Not a "little known" feature, it is the feature that lets you plug your head phones into any of the 6 jacks that it looks like it fits in on the back of your computer and the little pop up says "Are those headphones you just plugged in?" you say yes and that jack is retasked as as headphone jack even though it was the subwoofer output according to the legend on the computer plate.

Its a "feature" that they have sold to a lot of manufacturers as an ease of use thing for people who are frustrated because they plugged in their headphones but get no sound.
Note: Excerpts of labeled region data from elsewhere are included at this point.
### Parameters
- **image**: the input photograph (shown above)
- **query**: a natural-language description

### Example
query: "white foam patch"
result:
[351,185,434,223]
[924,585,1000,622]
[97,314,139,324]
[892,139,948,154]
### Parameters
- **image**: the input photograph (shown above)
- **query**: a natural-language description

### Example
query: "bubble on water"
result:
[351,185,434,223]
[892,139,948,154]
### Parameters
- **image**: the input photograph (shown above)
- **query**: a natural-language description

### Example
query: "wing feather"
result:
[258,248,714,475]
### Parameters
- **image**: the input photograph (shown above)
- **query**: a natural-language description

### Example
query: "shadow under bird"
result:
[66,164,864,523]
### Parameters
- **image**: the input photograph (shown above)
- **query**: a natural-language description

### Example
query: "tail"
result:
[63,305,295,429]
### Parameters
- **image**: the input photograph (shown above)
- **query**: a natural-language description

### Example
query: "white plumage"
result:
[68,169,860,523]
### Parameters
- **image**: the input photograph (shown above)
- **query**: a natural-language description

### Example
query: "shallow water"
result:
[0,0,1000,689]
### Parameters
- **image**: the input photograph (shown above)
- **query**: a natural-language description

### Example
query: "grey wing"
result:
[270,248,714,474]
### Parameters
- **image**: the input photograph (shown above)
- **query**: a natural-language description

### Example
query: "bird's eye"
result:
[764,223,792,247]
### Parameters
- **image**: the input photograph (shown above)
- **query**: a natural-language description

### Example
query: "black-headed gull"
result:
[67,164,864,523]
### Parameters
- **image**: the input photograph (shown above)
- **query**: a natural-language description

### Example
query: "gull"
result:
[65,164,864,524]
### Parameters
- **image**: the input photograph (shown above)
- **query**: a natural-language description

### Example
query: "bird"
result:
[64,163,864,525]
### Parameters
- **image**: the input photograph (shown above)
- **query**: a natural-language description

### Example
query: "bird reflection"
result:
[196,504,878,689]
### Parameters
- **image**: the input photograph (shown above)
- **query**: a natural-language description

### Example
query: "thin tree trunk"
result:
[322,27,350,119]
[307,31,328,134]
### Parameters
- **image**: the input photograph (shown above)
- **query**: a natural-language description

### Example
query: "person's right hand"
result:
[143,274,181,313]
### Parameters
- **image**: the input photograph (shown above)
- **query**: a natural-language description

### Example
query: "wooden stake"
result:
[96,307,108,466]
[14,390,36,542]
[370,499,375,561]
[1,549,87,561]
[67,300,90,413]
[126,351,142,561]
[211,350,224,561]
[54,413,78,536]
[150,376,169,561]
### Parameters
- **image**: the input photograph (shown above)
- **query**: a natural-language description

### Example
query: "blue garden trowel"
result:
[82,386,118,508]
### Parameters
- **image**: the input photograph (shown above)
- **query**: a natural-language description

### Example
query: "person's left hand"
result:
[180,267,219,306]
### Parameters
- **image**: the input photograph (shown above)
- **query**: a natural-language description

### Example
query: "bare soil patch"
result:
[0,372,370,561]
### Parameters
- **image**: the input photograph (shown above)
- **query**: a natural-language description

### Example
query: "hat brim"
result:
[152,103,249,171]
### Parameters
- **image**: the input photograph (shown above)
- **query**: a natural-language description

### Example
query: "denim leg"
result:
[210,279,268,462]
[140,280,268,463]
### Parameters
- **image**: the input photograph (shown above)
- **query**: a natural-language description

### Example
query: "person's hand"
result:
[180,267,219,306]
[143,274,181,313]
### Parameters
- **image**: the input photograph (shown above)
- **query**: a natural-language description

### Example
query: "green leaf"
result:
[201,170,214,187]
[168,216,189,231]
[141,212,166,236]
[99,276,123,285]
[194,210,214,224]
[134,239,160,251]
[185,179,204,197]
Do you get a corresponding "Is that a speaker you just plugged in?" popup if you plug a speaker into the microphone port?

How does the computer know whether you've plugged a speaker or a mic into the port?


Microphones have a higher impedance than speakers. A moderately clever circuit can differentiate the two.


Mics have lower impedance than active speakers, which is the kind you plug into those jacks.


Reads like a back door to me.


This feature allows you to plug any audio device (input or output) into any audio jack on the computer and it will JustWorkTM.

Even if the jacks are color coded or annotated, these day they are actually universal.

So it's more of an accidental backdoor.


It's the very, very old contradiction between convenience/features on one hand, and security on the other.

The more convenient something is, and the more features it has, the easier it is to hijack it.


They aren't fully identical, though. On my motherboard with some Realtek 8xx chip, plugging headphones into front panel jack, green jack, black jack and everything else produces progressively worse quality. Mainly bass suffers and only when driving headphones (no problem driving amps) so either these outputs have lower power capacity on the chip or DC blocking capacitors on the motherboard are smaller.


It can be very useful. I know about this feature due to breaking the headphone jack on a laptop and turning the input into an output to replace it.

HDAJackRetask from alsa-tools is the tool for this on Linux.


No, a feature. There are many valid uses for that sort of flexibility.